Another warming casserole

The temperature hovered around 0°C last night. I know that isn’t cold in some places but it is here. But the days are bright and the cold wind has dropped. The small plants from our first sowing of broad beans are doing well although those from the second sowing haven’t appeared yet. Everything else in the garden seems dormant apart from the herbs: bay, rosemary, thyme and parsley. I picked a large bunch of each for a casserole today. I love making casseroles because they seem to combine fresh ingredients in a magical way that creates something more than the sum of them all. And you can go out for a Sunday morning stroll in the sun, leaving it all to cook gently, and return to the appetising smell that fills the kitchen, as we did at lunchtime today.

beef + red wine-1

Beef and red wine casserole – for 4

600 grams stewing beef (I used jarret or shin), cut in chunks; 1 onion, finely chopped; 3 carrots, finely chopped; 6 cloves of garlic, chopped; sprigs of rosemary and thyme; 2 tablespoons chopped parsley; 3 large bay leaves; 2 tablespoons juniper berries and 1 tablespoon black peppercorns, lightly crushed in a pestle and mortar; 2 dozen black olives; 500 ml red wine; 1 large glass Cartagène or brandy (optional); 1 tablespoon flour; olive oil; salt.

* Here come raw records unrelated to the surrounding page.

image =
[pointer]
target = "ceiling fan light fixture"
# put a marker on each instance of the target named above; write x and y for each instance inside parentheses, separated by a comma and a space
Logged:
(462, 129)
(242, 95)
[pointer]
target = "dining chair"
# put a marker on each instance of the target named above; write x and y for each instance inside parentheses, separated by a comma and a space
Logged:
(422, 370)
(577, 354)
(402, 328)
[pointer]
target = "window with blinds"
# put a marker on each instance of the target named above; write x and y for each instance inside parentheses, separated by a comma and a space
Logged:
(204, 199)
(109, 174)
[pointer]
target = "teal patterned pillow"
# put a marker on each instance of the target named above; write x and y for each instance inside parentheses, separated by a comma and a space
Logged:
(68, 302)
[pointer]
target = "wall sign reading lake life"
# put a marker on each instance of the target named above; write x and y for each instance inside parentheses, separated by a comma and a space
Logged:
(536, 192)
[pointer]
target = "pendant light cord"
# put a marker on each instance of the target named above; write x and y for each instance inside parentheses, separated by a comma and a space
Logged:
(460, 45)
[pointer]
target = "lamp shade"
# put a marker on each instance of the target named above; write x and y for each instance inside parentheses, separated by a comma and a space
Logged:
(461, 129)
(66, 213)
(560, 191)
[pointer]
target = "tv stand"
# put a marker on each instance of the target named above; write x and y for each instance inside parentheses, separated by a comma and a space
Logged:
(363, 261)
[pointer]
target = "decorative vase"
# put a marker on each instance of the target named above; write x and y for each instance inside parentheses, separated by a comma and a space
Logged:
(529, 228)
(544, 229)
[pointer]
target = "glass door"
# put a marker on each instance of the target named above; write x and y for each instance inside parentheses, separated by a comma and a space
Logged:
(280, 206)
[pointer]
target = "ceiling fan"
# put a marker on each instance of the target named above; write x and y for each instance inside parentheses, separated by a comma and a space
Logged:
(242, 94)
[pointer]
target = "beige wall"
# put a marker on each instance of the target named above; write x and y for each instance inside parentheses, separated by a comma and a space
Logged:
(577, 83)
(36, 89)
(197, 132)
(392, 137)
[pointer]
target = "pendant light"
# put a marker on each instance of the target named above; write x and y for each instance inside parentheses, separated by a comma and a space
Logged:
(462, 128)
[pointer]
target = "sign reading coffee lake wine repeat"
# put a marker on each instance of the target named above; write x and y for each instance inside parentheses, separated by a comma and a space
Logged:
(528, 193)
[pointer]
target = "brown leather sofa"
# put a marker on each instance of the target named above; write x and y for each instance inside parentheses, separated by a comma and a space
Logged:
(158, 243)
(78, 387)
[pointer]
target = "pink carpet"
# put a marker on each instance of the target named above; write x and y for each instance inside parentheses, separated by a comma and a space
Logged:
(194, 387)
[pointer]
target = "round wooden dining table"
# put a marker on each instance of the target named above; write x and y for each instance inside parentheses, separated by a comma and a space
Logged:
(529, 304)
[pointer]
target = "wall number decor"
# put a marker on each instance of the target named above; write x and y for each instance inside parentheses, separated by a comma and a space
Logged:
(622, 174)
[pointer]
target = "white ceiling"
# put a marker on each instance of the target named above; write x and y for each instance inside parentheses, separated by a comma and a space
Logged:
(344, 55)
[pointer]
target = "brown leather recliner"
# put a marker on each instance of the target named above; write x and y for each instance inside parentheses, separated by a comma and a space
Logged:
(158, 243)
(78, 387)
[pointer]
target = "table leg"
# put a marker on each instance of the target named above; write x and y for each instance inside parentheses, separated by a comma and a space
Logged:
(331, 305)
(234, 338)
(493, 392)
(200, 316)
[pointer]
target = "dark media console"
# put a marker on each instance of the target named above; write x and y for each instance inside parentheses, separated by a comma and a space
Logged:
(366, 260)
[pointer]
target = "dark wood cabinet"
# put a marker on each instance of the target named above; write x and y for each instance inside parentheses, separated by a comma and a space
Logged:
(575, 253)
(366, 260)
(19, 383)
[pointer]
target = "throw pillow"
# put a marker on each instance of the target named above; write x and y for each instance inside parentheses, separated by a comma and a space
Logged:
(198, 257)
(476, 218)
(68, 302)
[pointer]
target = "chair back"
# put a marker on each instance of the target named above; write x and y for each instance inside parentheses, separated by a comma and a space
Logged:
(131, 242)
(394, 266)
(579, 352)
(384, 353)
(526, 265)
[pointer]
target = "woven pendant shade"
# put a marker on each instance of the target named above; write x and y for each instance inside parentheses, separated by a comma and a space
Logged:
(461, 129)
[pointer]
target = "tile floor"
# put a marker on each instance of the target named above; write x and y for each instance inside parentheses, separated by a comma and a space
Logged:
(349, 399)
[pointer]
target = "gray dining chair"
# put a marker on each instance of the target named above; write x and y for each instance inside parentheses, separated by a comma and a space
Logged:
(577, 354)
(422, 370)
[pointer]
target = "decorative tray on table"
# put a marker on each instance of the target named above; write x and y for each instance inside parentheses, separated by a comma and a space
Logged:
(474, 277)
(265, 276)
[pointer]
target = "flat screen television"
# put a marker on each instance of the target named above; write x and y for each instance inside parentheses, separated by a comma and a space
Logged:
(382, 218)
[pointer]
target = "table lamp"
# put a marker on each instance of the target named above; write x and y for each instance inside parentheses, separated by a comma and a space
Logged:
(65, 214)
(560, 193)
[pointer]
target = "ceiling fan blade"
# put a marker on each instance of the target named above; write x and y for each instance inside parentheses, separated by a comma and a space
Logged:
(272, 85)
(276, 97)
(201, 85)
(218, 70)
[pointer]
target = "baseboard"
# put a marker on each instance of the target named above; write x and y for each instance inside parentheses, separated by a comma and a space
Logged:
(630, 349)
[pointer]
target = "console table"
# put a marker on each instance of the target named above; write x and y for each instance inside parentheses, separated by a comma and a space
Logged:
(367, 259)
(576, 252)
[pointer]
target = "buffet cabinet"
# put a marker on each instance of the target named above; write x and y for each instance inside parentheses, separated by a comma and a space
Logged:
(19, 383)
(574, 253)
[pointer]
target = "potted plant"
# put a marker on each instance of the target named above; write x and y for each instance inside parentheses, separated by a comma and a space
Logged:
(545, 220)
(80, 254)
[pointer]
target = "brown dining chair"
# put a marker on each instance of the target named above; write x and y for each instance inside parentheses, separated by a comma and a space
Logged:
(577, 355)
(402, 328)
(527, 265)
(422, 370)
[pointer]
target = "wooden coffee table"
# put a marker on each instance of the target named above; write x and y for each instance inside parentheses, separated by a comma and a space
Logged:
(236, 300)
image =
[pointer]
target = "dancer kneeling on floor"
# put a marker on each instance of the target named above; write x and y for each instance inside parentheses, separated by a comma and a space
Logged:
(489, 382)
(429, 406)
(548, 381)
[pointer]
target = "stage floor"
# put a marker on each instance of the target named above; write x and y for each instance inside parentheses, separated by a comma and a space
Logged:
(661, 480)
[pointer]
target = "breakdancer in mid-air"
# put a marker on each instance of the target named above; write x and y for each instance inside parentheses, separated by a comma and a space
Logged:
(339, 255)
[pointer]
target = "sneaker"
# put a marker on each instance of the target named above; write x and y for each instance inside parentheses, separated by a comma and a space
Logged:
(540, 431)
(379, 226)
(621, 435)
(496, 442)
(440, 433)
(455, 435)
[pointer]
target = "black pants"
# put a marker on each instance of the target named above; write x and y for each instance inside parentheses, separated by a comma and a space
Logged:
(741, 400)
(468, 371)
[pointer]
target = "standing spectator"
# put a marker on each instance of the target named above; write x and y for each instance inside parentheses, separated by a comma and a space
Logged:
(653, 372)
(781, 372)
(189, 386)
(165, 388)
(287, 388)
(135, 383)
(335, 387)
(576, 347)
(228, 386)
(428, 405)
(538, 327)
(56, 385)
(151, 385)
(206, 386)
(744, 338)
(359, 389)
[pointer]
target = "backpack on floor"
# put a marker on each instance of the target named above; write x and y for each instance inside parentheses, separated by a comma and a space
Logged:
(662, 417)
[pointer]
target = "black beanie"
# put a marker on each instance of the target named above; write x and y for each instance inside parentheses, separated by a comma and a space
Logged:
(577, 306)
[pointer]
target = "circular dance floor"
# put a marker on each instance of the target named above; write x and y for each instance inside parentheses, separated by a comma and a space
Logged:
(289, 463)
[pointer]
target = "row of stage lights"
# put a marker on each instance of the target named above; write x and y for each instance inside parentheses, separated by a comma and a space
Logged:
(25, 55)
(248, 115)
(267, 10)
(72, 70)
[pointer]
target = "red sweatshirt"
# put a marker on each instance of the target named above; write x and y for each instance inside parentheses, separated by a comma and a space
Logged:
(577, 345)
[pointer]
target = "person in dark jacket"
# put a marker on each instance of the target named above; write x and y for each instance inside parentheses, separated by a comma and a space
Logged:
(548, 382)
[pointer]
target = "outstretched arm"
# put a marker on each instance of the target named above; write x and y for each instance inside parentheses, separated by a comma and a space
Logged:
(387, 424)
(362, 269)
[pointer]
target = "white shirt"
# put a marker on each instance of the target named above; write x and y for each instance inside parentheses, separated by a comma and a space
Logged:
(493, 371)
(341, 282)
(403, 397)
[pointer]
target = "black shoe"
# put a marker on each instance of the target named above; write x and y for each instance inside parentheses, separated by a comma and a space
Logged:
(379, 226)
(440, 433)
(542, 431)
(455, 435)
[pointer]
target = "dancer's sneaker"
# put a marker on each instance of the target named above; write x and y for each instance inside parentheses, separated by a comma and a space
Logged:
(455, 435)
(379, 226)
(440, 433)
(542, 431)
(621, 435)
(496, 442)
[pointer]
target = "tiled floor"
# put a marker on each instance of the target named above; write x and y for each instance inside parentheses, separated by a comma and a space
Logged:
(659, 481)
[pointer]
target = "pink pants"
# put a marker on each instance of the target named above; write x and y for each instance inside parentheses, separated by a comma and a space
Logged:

Cook the onion and carrot in a little olive oil in a cast-iron pan until the onion has softened. Add the pieces of beef, stir and allow to brown slightly. Add the garlic, juniper berries, peppercorns and Cartagène and stir again. Cover the meat with the red wine and add the herbs and salt. Bring to the boil and simmer for 3 hours, checking occasionally that there is enough liquid and adding the olives after about 2 hours. 10 minutes before serving mix the flour with a little of the liquid from the casserole then add the paste back to the pan to thicken it.  Serve garnished with the chopped parsley, with rice or, as we ate it for lunch today, with potatoes mashed with olives and garlic.  Guaranteed to warm on a winter’s day!

beef + red wine-2

Cooking pots on the street


Spotted outside a shop in Pézenas today: a traditional Provençal daubière and some Moroccan-inspired tagines, a couple of bowls and some jam funnels.  The daubière is used for making the slow-cooked dish of beef, vegetables, red wine, garlic and herbs known as la daube.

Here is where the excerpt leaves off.